SUKABUMIUPDATE.com - Gubernur Jawa Barat Ahmad Heryawan akan mendorong perluasan Taman Hutan Raya (Tahura) Ir H Djuanda sebagai salah satu solusi meminimalisir bencana ekologi, seperti banjir dan longsor di kawasan Bandung Raya.
"Tersisa 10,53 hektare belum terbebaskan," kata Aher di Bandung pada Ahad, 25 maret 2018.

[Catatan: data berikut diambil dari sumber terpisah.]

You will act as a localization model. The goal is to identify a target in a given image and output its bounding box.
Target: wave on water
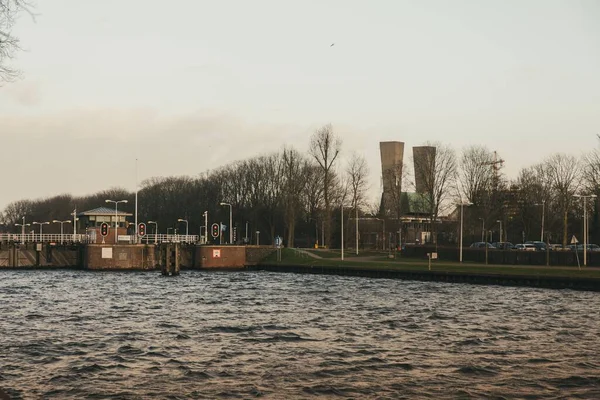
[0,271,600,400]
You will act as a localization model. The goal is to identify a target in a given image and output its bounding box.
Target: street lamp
[496,219,502,242]
[177,218,189,242]
[52,219,71,243]
[573,194,596,267]
[219,202,233,244]
[375,218,385,250]
[534,200,546,242]
[200,210,208,244]
[459,203,473,262]
[479,218,485,242]
[15,217,31,242]
[104,200,127,244]
[148,221,158,244]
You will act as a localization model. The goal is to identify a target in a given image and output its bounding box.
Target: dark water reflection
[0,271,600,399]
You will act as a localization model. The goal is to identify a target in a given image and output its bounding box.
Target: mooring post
[173,243,179,275]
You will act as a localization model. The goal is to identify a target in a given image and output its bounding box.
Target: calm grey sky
[0,0,600,208]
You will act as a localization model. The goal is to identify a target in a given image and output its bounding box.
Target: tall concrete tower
[379,142,404,215]
[413,146,435,194]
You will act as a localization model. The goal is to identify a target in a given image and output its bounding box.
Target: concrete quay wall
[0,243,82,269]
[0,243,275,270]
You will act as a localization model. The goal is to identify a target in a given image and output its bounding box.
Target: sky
[0,0,600,209]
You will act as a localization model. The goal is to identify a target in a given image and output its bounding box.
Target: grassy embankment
[261,248,600,279]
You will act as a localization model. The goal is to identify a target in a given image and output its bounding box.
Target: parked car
[470,242,495,249]
[515,243,537,251]
[492,242,515,250]
[524,240,547,251]
[569,243,600,252]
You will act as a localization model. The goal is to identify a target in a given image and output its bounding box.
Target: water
[0,271,600,399]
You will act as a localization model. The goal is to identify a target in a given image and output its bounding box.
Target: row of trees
[2,125,600,246]
[2,125,368,245]
[415,144,600,245]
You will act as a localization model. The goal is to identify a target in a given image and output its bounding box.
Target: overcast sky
[0,0,600,208]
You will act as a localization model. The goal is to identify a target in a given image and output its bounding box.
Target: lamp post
[321,221,325,248]
[535,200,546,242]
[177,218,189,241]
[340,204,344,261]
[15,216,31,242]
[459,203,473,262]
[148,221,158,244]
[52,219,71,243]
[573,194,596,267]
[219,202,233,244]
[479,218,485,242]
[104,200,127,244]
[496,219,502,242]
[375,218,385,250]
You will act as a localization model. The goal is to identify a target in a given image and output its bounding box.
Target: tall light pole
[479,218,485,242]
[375,218,385,250]
[177,218,189,240]
[219,202,233,244]
[459,203,473,262]
[52,219,71,243]
[496,219,502,242]
[340,204,344,261]
[15,216,31,242]
[104,200,127,244]
[148,221,158,244]
[135,158,139,244]
[354,205,358,255]
[202,210,208,244]
[573,194,596,267]
[535,200,546,242]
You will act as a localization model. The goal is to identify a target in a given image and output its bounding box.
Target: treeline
[2,125,600,246]
[2,125,368,245]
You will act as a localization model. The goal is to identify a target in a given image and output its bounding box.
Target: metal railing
[0,233,200,244]
[140,234,200,244]
[0,233,90,243]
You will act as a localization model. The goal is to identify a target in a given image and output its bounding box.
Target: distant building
[379,142,404,215]
[77,207,133,243]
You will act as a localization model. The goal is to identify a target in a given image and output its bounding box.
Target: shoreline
[247,263,600,292]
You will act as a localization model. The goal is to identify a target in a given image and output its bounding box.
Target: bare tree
[414,143,457,244]
[0,0,31,82]
[544,153,581,246]
[309,125,342,246]
[282,148,308,247]
[458,145,494,207]
[346,152,369,251]
[346,152,369,212]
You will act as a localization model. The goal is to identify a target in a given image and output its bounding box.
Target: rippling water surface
[0,271,600,399]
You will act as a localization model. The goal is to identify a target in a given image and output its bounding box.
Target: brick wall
[196,246,246,268]
[85,244,156,270]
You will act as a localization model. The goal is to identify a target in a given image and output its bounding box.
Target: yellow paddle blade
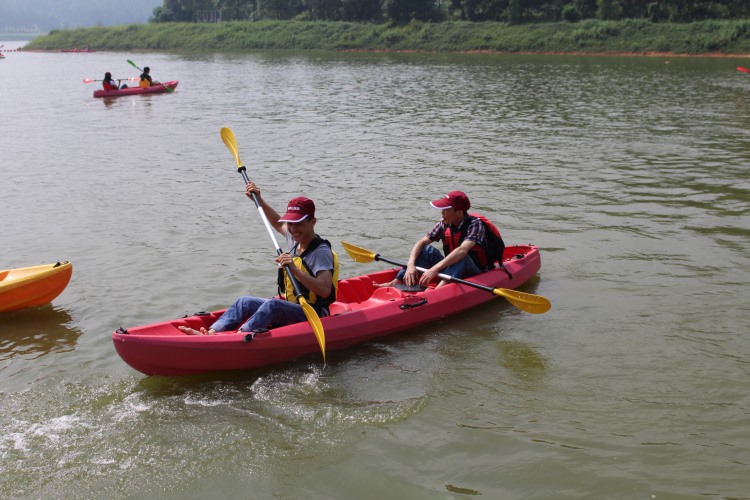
[220,127,243,168]
[492,288,552,314]
[297,297,326,365]
[341,241,376,263]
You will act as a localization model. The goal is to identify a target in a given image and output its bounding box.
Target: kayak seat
[328,301,352,316]
[336,276,375,303]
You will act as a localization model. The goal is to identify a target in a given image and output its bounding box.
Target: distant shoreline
[27,19,750,55]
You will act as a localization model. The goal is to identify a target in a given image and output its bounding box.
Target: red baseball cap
[279,196,315,223]
[430,191,471,212]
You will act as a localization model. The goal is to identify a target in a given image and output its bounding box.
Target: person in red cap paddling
[374,191,494,287]
[179,182,339,335]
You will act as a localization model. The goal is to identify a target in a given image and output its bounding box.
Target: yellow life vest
[279,235,339,314]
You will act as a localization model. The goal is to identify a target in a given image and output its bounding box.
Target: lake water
[0,42,750,500]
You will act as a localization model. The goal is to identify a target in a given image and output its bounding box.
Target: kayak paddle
[216,127,326,365]
[341,241,552,314]
[83,76,140,83]
[127,59,174,94]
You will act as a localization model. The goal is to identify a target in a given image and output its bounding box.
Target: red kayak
[112,245,546,376]
[94,80,178,97]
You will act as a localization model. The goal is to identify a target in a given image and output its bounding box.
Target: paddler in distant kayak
[179,182,339,335]
[138,66,154,87]
[102,71,128,90]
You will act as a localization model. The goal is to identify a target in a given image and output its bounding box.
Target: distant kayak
[94,80,178,97]
[0,261,73,312]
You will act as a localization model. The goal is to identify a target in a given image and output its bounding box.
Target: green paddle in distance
[221,127,326,365]
[128,59,174,94]
[341,241,552,314]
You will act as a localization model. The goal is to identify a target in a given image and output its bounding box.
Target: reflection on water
[0,305,83,360]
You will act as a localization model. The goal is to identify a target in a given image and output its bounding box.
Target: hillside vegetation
[26,19,750,54]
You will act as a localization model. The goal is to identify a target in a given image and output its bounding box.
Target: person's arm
[419,240,476,286]
[245,182,286,235]
[403,236,432,286]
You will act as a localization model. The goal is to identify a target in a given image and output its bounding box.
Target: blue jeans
[211,296,307,332]
[396,245,482,281]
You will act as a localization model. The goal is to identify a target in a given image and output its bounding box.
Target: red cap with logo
[279,196,315,223]
[430,191,471,212]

Sejak 2010, kata Aher, Pemerintah Provinsi Jawa Barat telah membebaskan tanah enclave (lahan pihak ketiga) dalam kawasan Tahura seluas 15,57 hektare. Sementara tanah di luar kawasan yang berbatasan langsung dengan Tahura hingga 2017 telah dibebaskan sekitar 11,3 hektare.

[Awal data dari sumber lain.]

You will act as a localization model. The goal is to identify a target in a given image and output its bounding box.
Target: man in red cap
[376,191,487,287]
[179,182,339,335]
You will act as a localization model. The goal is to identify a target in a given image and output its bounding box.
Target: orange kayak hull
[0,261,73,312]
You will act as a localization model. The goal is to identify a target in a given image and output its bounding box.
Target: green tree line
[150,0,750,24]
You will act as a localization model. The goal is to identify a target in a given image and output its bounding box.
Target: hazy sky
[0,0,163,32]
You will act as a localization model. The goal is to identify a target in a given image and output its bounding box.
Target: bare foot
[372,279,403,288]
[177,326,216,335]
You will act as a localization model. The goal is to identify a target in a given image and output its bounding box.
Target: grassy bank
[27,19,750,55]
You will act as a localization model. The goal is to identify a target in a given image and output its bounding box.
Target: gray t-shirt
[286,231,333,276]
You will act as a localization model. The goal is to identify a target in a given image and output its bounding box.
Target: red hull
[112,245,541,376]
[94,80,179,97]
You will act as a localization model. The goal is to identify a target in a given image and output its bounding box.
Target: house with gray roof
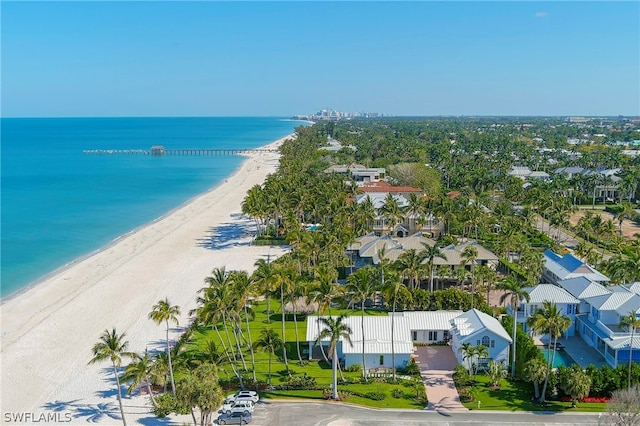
[576,286,640,368]
[558,277,611,314]
[542,250,610,284]
[306,315,413,370]
[390,311,462,343]
[507,284,580,337]
[451,309,512,368]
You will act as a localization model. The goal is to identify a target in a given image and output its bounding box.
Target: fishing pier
[82,145,279,156]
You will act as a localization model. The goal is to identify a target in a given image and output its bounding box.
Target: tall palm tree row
[527,300,571,403]
[620,310,640,389]
[89,327,134,426]
[149,298,180,396]
[498,275,529,377]
[346,265,378,380]
[315,315,353,400]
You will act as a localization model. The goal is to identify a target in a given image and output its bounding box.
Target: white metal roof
[609,334,640,349]
[584,291,637,311]
[558,277,611,299]
[523,284,580,304]
[306,315,413,353]
[451,309,512,343]
[396,311,462,331]
[342,339,413,355]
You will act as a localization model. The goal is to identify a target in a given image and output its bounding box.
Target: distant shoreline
[0,135,291,423]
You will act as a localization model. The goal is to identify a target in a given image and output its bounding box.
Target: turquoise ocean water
[0,117,301,298]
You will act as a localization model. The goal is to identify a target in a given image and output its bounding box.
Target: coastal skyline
[2,2,640,117]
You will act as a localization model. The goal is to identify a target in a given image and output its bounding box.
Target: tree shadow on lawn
[476,384,566,414]
[43,399,126,423]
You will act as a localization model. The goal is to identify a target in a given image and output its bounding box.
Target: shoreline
[0,148,262,309]
[0,135,292,424]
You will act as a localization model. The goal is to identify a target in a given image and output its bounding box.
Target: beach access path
[0,134,292,424]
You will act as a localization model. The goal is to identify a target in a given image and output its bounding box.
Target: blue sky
[1,1,640,117]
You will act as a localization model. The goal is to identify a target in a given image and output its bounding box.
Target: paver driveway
[416,346,467,411]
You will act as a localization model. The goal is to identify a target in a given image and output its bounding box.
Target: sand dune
[0,138,292,424]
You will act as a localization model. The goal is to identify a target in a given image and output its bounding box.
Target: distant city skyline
[1,2,640,117]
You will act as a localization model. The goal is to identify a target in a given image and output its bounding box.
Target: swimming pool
[540,348,576,368]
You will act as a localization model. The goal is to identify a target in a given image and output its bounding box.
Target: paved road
[239,401,599,426]
[535,217,578,249]
[415,346,468,412]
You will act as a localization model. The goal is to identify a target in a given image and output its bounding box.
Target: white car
[222,400,254,414]
[227,391,260,403]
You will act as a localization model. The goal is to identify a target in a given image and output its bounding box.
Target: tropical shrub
[344,364,362,373]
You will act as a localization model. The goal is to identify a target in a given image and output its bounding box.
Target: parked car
[218,411,251,425]
[222,399,254,414]
[225,391,260,403]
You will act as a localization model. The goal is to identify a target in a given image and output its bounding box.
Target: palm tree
[527,300,571,403]
[149,298,180,396]
[231,271,257,383]
[620,311,640,389]
[315,315,353,399]
[273,264,296,373]
[487,360,509,386]
[122,351,158,408]
[560,365,591,407]
[614,201,637,236]
[473,345,489,374]
[89,327,133,426]
[498,275,529,377]
[251,259,274,324]
[420,243,447,293]
[396,249,424,290]
[523,358,547,400]
[462,246,478,309]
[458,342,475,376]
[380,268,411,382]
[346,265,378,380]
[254,328,284,387]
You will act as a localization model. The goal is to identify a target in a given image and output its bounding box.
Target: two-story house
[576,287,640,368]
[507,284,580,337]
[450,309,512,368]
[542,250,610,284]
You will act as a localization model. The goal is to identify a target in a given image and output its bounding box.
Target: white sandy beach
[0,138,292,424]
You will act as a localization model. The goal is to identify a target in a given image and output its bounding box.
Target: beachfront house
[507,284,580,337]
[558,277,611,314]
[306,315,413,371]
[542,249,610,284]
[392,311,462,344]
[324,163,386,185]
[576,286,640,368]
[450,309,512,368]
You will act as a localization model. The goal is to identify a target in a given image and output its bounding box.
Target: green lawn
[463,374,606,412]
[190,300,426,408]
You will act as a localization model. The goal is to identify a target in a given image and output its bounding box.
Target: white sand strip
[0,134,294,424]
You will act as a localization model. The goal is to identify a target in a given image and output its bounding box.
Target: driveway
[415,346,468,412]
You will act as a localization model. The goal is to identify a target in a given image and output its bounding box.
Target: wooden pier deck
[82,146,279,156]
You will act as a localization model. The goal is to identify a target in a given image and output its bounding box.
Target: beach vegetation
[149,298,180,395]
[89,327,134,426]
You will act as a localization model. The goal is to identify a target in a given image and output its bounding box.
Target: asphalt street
[230,401,605,426]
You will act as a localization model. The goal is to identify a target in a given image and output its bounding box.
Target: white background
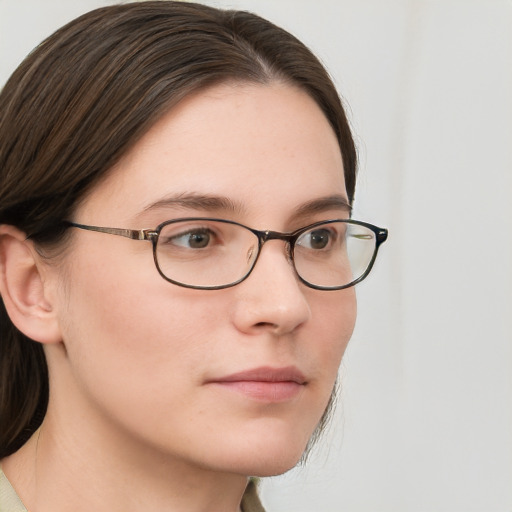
[0,0,512,512]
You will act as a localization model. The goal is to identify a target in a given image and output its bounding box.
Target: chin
[223,432,314,477]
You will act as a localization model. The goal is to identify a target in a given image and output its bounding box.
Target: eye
[165,228,215,249]
[297,228,336,250]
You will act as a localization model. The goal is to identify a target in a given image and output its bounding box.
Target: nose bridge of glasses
[258,230,295,262]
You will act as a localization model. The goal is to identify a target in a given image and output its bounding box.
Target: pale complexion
[2,84,356,512]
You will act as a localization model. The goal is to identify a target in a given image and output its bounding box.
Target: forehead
[77,84,346,223]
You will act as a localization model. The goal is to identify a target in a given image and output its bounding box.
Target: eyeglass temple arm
[66,222,157,241]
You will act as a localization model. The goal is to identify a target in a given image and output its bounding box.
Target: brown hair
[0,1,356,459]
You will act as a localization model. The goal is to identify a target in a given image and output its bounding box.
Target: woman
[0,2,387,512]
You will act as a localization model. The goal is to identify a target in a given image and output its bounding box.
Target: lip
[207,366,307,403]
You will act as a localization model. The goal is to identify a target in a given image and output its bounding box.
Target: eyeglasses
[65,217,388,290]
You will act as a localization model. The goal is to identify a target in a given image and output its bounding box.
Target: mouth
[207,366,307,403]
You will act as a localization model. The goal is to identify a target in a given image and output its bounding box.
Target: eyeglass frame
[63,217,388,291]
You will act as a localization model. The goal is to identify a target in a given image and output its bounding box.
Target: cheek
[55,248,218,414]
[312,288,357,373]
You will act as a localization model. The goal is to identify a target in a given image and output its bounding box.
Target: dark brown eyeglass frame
[64,217,388,291]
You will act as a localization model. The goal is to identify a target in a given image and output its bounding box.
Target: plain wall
[0,0,512,512]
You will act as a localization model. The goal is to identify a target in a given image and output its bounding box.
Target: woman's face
[48,84,356,475]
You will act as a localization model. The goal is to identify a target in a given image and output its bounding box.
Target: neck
[2,405,247,512]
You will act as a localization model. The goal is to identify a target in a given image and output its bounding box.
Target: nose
[233,240,314,336]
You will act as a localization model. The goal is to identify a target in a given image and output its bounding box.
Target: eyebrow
[143,193,245,214]
[143,192,352,217]
[295,194,352,217]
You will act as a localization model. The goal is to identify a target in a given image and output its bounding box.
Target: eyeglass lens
[155,219,376,288]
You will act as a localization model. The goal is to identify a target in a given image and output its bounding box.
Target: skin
[3,83,356,512]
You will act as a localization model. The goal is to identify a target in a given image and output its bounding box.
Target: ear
[0,224,62,343]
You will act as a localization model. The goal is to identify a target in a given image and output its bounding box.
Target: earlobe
[0,225,61,343]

Banjir bandang sebelumnya melanda kawasan Cicaheum pada Selasa, 20 Maret 2018 sekitar pukul 16.30. Banjir yang membawa lumpur menyebabkan ruas jalan di Cicaheum atau tepatnya 100 meter dari Terminal Cicaheum lumpuh total. Penyebab banjir ini diperkirakan bukan hanya karena hujan, tapi juga alih fungsi lahan di kawasan Bandung Utara (KBU).
Menurut Aher, banjir bandang yang terjadi di Kota Bandung pada pekan lalu terjadi akibat run off aliran permukaan dari vegetasi Kawasan Bukit Bintang hingga Manglayang kurang rapat. Maka, kata dia, perluasan area Tahura di kawasan Tahura dapat menyerap banyak air hujan.
Kawasan ini pun direncanakan akan memiliki luas total 2.750 hektare yang membentang dari Dago sampai Jatinangor sehingga tambahan lahan Tahura itu akan menjadi green belt. "Bisa dibayangkan kalau 2.750 hektare itu jadi hutan, bisa menyerap 75 persen setiap hujan yang jatuh," kata Aher.
Selain itu, Pemprov Jabar mengimbau pemerintah kota dan kabupaten sebagai pemberi izin lapangan terus melakukan pengawasan kepada pengembang yang mendirikan bangunan atau tempat wisata. Contohnya, pemerintah dapat menginstruksikan membangun zero run off dengan membuat embung, sumur resapan dan biopori. "Maka itu harus diawasi betul pemerintah kota dan kabupaten dalam pelaksanaannya," kata Aher.
Ia mengatakan pemberian izin pembangunan di KBU juga harus lebih selektif karena kalau hitungannya daya dukung dan daya tampung, pembangunan di KBU mestinya sudah harus dihentikan.